Objective:  Tom wants to collect as many UNIQUE colors of marbles as possible, but is only allowed to pick out 100 bags from the box.  Tom derives absolutely no value from getting duplicate colors of marbles.  Tell Tom which 100 bags to pick.
My question:
First of all, is this even a problem that's appropriate for linear programming? I was able to solve this quite simply on a small scale in Excel's Solver, but when I moved over to GLPK I couldn't figure out how to avoid making my objective statement non-linear.  Initially I wrote out the problem like below.  However, glpk complained about having a variable in my if/else statement in the objective function.  I'm still rather new to LP so if someone could tell me whether or not I should even be using LP for this, and if so, I'd appreciate some suggestions on how to model the problem such that GLPK doesn't complain.

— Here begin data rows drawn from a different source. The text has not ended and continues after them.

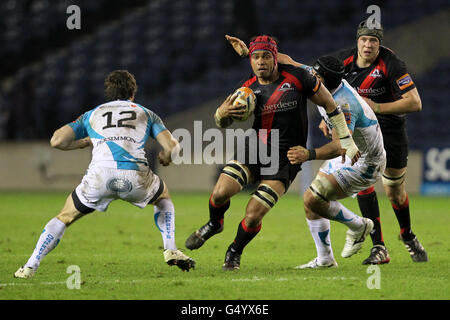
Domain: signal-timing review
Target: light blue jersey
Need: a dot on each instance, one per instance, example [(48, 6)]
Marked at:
[(119, 131), (361, 120)]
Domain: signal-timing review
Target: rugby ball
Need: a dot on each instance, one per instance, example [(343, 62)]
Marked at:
[(246, 99)]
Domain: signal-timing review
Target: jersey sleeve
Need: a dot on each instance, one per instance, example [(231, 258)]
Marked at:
[(310, 83), (399, 78), (79, 128), (156, 125)]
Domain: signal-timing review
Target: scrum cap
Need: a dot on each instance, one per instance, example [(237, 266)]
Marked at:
[(374, 31)]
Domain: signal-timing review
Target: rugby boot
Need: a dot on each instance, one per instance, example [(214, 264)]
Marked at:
[(378, 255)]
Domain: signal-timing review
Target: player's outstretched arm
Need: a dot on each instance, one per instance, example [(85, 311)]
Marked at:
[(410, 102), (331, 150), (64, 139), (323, 98), (225, 112), (170, 145)]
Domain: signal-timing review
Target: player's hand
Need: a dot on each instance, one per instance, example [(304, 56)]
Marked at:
[(238, 45), (372, 104), (323, 127), (227, 109), (164, 158), (297, 155)]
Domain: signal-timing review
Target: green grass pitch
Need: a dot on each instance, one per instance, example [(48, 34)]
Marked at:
[(119, 253)]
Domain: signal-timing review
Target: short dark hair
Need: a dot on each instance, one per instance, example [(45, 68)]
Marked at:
[(331, 70), (120, 85)]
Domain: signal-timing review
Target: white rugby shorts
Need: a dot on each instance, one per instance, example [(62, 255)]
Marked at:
[(102, 185), (356, 178)]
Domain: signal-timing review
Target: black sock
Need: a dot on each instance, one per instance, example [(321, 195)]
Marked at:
[(404, 219), (244, 236), (217, 212), (368, 204)]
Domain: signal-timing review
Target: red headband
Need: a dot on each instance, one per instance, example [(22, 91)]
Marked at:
[(264, 43)]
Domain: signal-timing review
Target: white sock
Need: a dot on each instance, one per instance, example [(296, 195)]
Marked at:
[(165, 222), (49, 239), (320, 231), (339, 213)]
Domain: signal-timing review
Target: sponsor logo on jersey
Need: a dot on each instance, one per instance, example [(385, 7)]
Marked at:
[(286, 87), (376, 73), (404, 81), (279, 107), (371, 91), (117, 138)]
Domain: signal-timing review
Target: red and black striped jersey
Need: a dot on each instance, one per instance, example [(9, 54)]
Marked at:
[(385, 80), (281, 105)]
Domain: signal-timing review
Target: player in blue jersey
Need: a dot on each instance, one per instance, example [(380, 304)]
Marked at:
[(117, 130), (338, 179)]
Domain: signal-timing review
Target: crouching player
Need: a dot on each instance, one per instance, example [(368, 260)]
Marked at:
[(118, 131), (338, 178)]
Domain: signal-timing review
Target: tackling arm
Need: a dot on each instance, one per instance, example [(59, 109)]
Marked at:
[(323, 98), (331, 150), (226, 111), (64, 139)]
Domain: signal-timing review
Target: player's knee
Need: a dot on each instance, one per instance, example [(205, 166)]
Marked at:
[(397, 197), (238, 172), (254, 215), (308, 200), (220, 194), (394, 181), (266, 196), (320, 192), (67, 218)]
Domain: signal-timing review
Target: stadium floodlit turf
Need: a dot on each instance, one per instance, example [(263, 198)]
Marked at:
[(119, 254)]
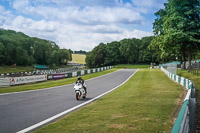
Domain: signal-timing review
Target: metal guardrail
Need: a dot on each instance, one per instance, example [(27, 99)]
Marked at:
[(186, 121), (5, 82)]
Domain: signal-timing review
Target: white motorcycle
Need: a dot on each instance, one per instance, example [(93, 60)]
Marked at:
[(79, 90)]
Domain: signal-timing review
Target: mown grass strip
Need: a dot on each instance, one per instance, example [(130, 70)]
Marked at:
[(129, 66), (52, 83), (146, 103)]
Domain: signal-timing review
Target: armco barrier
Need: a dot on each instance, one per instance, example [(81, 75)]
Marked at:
[(5, 82), (185, 122)]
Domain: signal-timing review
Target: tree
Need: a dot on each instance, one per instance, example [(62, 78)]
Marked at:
[(177, 28), (130, 49), (113, 55)]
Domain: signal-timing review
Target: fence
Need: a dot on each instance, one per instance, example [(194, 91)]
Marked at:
[(5, 82), (185, 122)]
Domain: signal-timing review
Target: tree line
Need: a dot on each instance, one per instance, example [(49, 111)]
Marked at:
[(176, 38), (20, 49), (177, 30), (126, 51)]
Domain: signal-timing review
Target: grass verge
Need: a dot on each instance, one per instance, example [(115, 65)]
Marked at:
[(52, 83), (131, 66), (13, 69), (146, 103)]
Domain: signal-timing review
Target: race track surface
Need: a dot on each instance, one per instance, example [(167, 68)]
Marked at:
[(21, 110)]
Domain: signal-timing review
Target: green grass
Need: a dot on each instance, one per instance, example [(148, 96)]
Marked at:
[(131, 66), (195, 79), (78, 58), (145, 104), (52, 83), (13, 69)]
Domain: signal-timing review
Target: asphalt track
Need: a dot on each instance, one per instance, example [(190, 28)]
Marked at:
[(21, 110)]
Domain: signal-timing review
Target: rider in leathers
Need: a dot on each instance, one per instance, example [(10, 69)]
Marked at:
[(80, 80)]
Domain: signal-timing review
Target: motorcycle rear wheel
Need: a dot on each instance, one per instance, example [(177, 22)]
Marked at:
[(77, 96), (84, 96)]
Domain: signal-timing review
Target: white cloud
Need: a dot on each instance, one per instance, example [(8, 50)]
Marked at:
[(77, 24)]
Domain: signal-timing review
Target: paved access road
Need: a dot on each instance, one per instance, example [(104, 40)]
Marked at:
[(21, 110)]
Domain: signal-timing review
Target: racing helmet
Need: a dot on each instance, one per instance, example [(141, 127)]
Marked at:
[(79, 78)]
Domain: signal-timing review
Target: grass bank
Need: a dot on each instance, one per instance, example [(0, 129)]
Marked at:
[(52, 83), (146, 103), (131, 66)]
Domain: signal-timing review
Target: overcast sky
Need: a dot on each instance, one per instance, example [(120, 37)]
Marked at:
[(80, 24)]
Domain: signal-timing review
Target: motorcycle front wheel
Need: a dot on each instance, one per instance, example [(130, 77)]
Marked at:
[(77, 96)]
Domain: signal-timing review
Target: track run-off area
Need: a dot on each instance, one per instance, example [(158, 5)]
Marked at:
[(26, 111)]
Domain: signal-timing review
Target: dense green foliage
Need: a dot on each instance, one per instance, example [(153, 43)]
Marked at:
[(20, 49), (177, 30), (128, 51)]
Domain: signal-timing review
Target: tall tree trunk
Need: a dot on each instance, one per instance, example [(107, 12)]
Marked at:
[(183, 59), (189, 59)]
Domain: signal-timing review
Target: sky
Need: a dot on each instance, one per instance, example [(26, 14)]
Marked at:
[(80, 24)]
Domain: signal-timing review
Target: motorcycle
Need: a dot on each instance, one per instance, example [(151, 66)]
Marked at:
[(79, 90)]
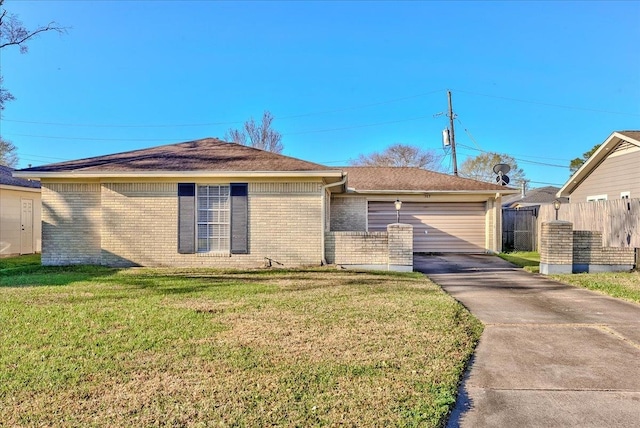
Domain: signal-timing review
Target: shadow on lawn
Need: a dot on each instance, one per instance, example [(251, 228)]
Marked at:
[(41, 276)]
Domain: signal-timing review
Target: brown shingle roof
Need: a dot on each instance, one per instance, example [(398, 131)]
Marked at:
[(631, 134), (208, 154), (368, 178), (8, 179)]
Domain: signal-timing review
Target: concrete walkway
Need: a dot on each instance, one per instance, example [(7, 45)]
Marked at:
[(551, 355)]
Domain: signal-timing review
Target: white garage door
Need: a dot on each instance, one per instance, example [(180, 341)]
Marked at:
[(449, 227)]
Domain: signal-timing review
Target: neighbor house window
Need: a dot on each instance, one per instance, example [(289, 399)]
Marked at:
[(213, 224), (596, 198)]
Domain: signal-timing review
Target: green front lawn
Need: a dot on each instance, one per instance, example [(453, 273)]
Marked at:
[(83, 346)]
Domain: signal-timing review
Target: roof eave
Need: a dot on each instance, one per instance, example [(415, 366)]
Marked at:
[(440, 192), (592, 163), (177, 174), (20, 188)]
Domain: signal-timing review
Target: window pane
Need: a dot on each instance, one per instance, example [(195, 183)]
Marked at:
[(213, 218)]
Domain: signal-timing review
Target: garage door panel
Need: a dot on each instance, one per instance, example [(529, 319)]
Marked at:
[(450, 227)]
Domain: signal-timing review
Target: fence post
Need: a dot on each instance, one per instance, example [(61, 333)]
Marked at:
[(400, 247), (556, 247)]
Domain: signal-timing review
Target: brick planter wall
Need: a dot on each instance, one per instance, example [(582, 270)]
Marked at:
[(556, 247), (590, 256), (390, 250), (563, 250)]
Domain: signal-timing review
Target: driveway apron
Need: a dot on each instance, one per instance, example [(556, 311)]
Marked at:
[(551, 355)]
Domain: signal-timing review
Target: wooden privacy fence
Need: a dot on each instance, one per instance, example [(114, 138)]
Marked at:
[(519, 229), (618, 220)]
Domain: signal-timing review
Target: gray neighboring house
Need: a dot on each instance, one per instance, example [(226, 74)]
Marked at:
[(212, 203), (612, 172), (20, 226)]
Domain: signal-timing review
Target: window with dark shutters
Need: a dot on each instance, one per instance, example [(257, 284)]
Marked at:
[(186, 218), (239, 218)]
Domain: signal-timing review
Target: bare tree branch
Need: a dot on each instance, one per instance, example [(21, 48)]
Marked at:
[(261, 136), (8, 153), (14, 33), (400, 155)]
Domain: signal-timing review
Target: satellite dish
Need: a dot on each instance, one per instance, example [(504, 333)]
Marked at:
[(501, 168), (502, 180)]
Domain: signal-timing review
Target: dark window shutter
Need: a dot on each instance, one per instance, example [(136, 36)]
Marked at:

Thanks.
/* sets */
set COLORS;
set BAGS;
/* parameters */
param colors_to_bags {i in COLORS, j in BAGS}
/* decision variables */
var selected_bags {j in BAGS} binary >= 0;
/* objective function */
maximize uniques: sum{i in COLORS} if (sum{j in BAGS} colors_to_bags[i, j] * selected_bags[j]) > 1 then 1 else 0;
/* constraints */
s.t. max_bags: sum{j in BAGS} selected_bags{j} <= 100;
data;
set BAGS := bag1 bag2 .... bag1000;
set COLORS := green yellow blue ...etc; (assume there are many many colors)
/* 1 means the bag contains that color marble, 0 means it does not */
praram colors_to_bags: bag1 bag2 .... bag1000:=
green 0 1 0 0 ...
yellow 0 1 0 1 ...
blue 1 0 0 1 ...
etc. 0 1 1 0 ...;
end;

You need to introduce an extra variable have_color[i]:

var have_color{i in COLORS} binary;

/* all colors_to_bags[i,j]*selected_bags[j] = 0 =>have_color[i]=0 */
eq1{i in COLORS}: have_color[i] <= sum{j in BAGS} colors_to_bags[i,j]*selected_bags[j];

/* any colors_to_bags[i,j]*selected_bags[j] = 1 =>have_color[i]=1 */
eq2{i in COLORS, j in BAGS}: have_color[i] >= colors_to_bags[i,j]*selected_bags[j];

Then the obj becomes:

maximize uniques: sum{i in COLORS} have_color[i];

You can improve performance by relaxing have_color to be a continuous variable between 0 and 1 (it is automatically integer). In addition you may drop eq2 as you are maximizing this anyway. We are lucky: eq2 is adding many equations.